This is a copy and paste out of the Bushmaster manual, illustrating there is no language regarding steel casings (specifically) voiding any warranty. Other manufacturers state specifically that steel cases are a bozo no-no. Confirming Robo's post for any one in doubt. Sorry about not offering a more detailed explanation.

Here is the exerpt from the DPMS manual:

AMMUNITION WARNING
Due to a number of calls and comments concerning AR-type rifles, we have incurred
feeding problems with the following:
A) 1. Israeli ammunition
2. Korean ammunition
We have heard and reviewed several reports of problems with many manufacturers’ rifles
using this ammunition. The problem appears to be the bullet contour and the overall
length of the cartridge, which is contacting the rifling before firing. This is creating a gas
port pressure and chamber pressure higher than recommended, therefore causing
feeding and extraction problems due to the increased bolt carrier velocity.

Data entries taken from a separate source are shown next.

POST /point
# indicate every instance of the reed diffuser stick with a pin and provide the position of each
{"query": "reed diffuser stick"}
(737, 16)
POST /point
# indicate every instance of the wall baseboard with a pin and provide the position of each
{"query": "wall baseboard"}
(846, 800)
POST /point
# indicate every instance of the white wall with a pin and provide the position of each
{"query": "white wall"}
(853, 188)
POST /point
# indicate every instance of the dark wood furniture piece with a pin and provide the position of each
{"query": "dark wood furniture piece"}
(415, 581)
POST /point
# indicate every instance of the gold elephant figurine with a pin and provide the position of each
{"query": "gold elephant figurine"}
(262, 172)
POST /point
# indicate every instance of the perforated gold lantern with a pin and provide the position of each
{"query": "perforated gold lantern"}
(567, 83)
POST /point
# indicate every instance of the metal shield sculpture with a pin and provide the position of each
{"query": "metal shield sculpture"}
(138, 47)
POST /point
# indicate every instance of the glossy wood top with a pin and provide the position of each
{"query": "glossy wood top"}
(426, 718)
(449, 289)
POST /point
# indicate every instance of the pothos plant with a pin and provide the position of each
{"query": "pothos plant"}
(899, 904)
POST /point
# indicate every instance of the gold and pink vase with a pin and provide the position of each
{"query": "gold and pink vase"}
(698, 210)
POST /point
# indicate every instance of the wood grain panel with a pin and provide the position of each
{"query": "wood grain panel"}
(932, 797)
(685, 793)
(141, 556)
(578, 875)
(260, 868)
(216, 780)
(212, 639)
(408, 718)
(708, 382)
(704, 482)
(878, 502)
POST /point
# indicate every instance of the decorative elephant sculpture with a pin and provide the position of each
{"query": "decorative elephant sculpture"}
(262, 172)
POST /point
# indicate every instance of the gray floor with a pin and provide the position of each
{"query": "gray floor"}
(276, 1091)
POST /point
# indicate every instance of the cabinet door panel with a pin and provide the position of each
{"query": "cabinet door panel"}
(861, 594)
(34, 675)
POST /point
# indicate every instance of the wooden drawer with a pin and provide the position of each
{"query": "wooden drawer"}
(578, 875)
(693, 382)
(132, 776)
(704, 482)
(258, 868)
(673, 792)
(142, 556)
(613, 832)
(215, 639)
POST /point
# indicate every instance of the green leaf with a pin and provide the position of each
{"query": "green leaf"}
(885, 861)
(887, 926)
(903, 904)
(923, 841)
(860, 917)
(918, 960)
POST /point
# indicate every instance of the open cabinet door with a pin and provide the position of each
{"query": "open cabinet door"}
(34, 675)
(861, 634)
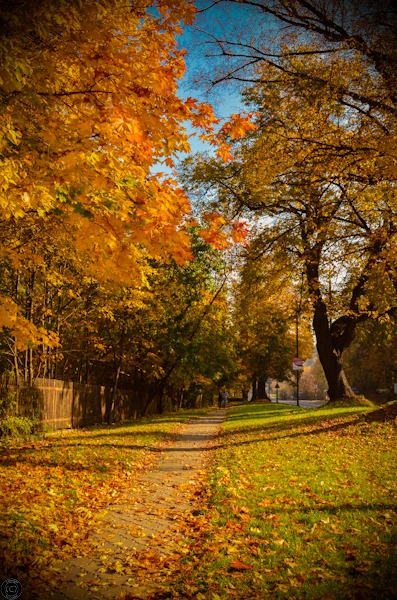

In addition,
there is accelerated fatigue on internal parts. There are also indications that brass may be
oversized, which could create an unsafe condition.
B) 1. PMP
2. South African produced surplus
We have used this ammunition in the past for testing purposes and found that the brass
is extremely soft and can “flow” into microscopic pores and grooves in the chamber,
creating “sticky” extraction. This had been reported in many types of rifles, but is more
prevalent in semi-automatic weapons.
C) Lacquer Coated Ammunition or Steel-cased, lacquer coated ammunition
The problem with this ammunition is the lacquer coating on the case. As the barrel heats
up, the lacquer turns to a soft, varnish substance and upon cool down, becomes very solid
and difficult to remove. This effectively creates an undersized chamber and creates
understandable problems.
DPMS recommends the use of high quality, domestically produced ammunition for best
results and highest accuracy. For plinking and practice, we recommend only domestic,
commercially manufactured ammunition or high quality surplus NATO specification
ammunition. Please note that the use of re-loaded ammunition voids the factory
warranty as well as the use of the above-mentioned types of ammunition.

Even though you felt it necessary to emphasize the obvious, the manufacturer includes the obvious with each and every rifle.